“La novità vera e profonda del mandato sarà l’inaugurazione della nuova Biblioteca Ragionieri a Doccia (…)La biblioteca sarà bella e funzionale e rappresenterà ancora di più la volontà di essere luogo per i giovani e dei giovani”
(Programma elettorale per il mandato amministrativo 2009-2014, pag.11)

La cultura, a Sesto Fiorentino, è sempre stata considerata un elemento decisivo di crescita collettiva. In questi ultimi anni sono state confermate e consolidate iniziative di successo come Sesto d’Estate e ne sono state ideate di nuove con altrettanti riscontri, cercando di sostenere e di promuovere sia l’arte, che la lettura e il teatro, e coinvolgendo le associazioni e le realtà culturali del territorio.

Ma la novità vera e profonda di questi ultimi anni è stata l’inaugurazione della nuova Biblioteca Ragionieri a Doccia, un investimento ingente a carico del piano di recupero e anche per le casse del Comune. Grazie alle sinergie virtuose create con i soggetti pubblici e privati, e anche in virtù del ruolo di catalizzatore svolto dalla nuova biblioteca, Sesto Fiorentino ha ospitato numerose iniziative culturali, alcune delle quali sono divenute appuntamenti ricorrenti dell’agenda culturale cittadina.
Un altro intervento importante che ha dato nuovo impulso alla promozione della cultura e dell’arte è stata l’inaugurazione del Centro Espositivo Antonio Berti, un nuovo spazio di proprietà comunale che si è rivelato sin da subito un importante punto di riferimento per la città e per l’intera area fiorentina.
Ma l’Amministrazione comunale ha sempre creduto fortemente anche nel ruolo attivo e dinamico della cultura, e per questo ha continuato a investire nella formazione continua, intesa sia come veicolo per la diffusione di saperi che come aggregatore sociale, soprattutto per i più anziani.

Focus di approfondimento

Al piano di recupero dell’area di Doccia e della manifattura hanno lavorato negli anni professionisti del calibro di Pino Bertolini, Roberto Gabetti, Aimaro Isola, Adolfo Natalini, Roberto Maestro e Francesco Gurrieri. Nel 1990 fu realizzata la prima copertura provvisoria per salvaguardare i saloni decorati nel ‘700 da Vincenzo Meucci al piano terreno. Nel 1993 partirono i lavori per la messa in sicurezza, mentre si lavorava al progetto di restauro, in accordo con la Soprintendenza. I lavori vennero avviati con celerità e il corpo centrale verrà, entro il ’95, terminato “a grezzo” in attesa di perfezionare gli accordi con l’amministrazione comunale intorno ai necessari approfondimenti progettuali.

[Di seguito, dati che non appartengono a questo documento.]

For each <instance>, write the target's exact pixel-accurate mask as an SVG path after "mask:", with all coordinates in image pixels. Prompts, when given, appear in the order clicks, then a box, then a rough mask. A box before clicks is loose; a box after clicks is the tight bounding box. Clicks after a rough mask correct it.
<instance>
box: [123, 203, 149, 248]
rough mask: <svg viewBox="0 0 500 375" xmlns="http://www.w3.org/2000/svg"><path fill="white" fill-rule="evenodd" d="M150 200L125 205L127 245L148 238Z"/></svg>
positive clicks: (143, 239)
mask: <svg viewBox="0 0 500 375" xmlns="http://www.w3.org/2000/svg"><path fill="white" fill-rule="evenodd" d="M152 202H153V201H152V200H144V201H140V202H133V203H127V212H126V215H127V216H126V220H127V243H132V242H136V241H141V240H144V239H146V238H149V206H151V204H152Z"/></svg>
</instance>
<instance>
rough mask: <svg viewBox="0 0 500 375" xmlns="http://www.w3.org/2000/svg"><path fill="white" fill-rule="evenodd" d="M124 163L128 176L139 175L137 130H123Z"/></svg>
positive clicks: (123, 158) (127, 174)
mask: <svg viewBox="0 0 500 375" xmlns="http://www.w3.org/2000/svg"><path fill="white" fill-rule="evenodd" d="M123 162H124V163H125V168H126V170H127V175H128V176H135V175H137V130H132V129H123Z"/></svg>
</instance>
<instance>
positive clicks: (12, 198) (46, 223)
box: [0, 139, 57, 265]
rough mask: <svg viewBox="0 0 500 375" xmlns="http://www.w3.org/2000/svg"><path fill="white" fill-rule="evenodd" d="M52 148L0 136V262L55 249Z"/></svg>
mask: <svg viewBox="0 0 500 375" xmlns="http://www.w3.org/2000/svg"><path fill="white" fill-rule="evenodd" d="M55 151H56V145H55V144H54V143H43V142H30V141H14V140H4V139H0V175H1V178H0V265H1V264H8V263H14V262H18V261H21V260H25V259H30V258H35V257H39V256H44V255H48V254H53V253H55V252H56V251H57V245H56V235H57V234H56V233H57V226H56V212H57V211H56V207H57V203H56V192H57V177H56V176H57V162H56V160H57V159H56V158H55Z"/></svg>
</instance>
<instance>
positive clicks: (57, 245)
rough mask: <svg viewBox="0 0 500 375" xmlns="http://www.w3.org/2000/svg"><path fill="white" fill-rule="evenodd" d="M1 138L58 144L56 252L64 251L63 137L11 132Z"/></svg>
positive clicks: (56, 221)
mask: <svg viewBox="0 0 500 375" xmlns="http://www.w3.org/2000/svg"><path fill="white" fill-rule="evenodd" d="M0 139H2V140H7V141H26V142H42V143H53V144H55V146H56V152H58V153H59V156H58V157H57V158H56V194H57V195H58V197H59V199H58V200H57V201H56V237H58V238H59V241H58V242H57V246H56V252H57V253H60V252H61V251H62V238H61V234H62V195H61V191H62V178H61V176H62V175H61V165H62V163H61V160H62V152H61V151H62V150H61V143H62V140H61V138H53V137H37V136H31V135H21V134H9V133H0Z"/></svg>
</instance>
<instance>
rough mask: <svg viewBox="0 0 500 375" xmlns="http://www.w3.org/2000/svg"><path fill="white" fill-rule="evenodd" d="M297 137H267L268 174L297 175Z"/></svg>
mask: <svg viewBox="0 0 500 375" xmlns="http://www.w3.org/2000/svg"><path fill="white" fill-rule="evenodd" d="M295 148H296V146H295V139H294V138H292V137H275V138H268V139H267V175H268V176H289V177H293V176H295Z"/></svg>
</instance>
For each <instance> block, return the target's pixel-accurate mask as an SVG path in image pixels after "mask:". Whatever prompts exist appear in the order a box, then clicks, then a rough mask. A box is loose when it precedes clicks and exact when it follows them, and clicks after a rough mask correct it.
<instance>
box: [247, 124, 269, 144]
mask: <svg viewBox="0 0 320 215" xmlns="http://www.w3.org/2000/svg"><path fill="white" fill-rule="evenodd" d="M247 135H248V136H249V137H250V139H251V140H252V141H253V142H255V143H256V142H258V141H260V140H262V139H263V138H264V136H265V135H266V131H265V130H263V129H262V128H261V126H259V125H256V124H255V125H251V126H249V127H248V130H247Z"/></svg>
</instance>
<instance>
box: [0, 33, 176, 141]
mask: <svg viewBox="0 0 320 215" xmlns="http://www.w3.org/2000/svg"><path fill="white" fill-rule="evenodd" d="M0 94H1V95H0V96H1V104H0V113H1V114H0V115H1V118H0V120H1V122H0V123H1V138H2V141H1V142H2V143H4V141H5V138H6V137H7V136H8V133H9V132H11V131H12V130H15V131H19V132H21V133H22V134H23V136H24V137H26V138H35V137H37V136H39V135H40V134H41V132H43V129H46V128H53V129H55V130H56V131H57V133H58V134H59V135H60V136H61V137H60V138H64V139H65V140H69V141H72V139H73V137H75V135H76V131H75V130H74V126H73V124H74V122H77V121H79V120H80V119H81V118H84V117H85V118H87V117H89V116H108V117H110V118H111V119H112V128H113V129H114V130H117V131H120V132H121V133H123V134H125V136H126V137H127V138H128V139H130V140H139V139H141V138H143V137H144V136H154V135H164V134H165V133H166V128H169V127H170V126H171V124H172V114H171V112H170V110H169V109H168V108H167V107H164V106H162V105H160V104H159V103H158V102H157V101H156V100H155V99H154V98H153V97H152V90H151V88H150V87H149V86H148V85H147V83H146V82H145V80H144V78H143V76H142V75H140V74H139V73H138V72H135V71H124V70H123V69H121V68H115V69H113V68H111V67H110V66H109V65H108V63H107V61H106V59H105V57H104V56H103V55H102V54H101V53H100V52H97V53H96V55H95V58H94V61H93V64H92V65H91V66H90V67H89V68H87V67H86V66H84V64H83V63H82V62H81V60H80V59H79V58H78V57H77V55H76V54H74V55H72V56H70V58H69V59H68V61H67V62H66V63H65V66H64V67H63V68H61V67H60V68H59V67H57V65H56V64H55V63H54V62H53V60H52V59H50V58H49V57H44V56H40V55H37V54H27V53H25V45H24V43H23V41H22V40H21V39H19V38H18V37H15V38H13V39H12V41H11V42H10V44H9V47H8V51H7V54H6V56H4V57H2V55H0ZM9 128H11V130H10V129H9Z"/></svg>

Agli inizi del 2003 vennero invece ripresi i lavori alle due ali della villa. In particolare l’ala nord (a destra della facciata principale) fu oggetto di importanti opere di restauro e risanamento, essendo in parte a ridosso del terreno e, per un piano, seminterrata. Furono recuperati interi livelli, pressoché crollati, e fu ridefinito il grande spazio del salone del primo piano, con l’introduzione di capriate metalliche. Il corpo centrale è stato completato tra il 2007 e il 2009 con il restauro di tutti gli elementi di pregio quali l’ingresso monumentale sormontato dall’orologio, i gruppi scultorei in terracotta e la Sala Vincenzo Meucci. Nel giugno 2010 viene finalizzata l’acquisizione da parte dell’amministrazione comunale dell’immobile dalla società ALA DUE, consentendo così l’avvio concreto delle operazioni di trasloco che sarebbero avvenute nei mesi autunnali.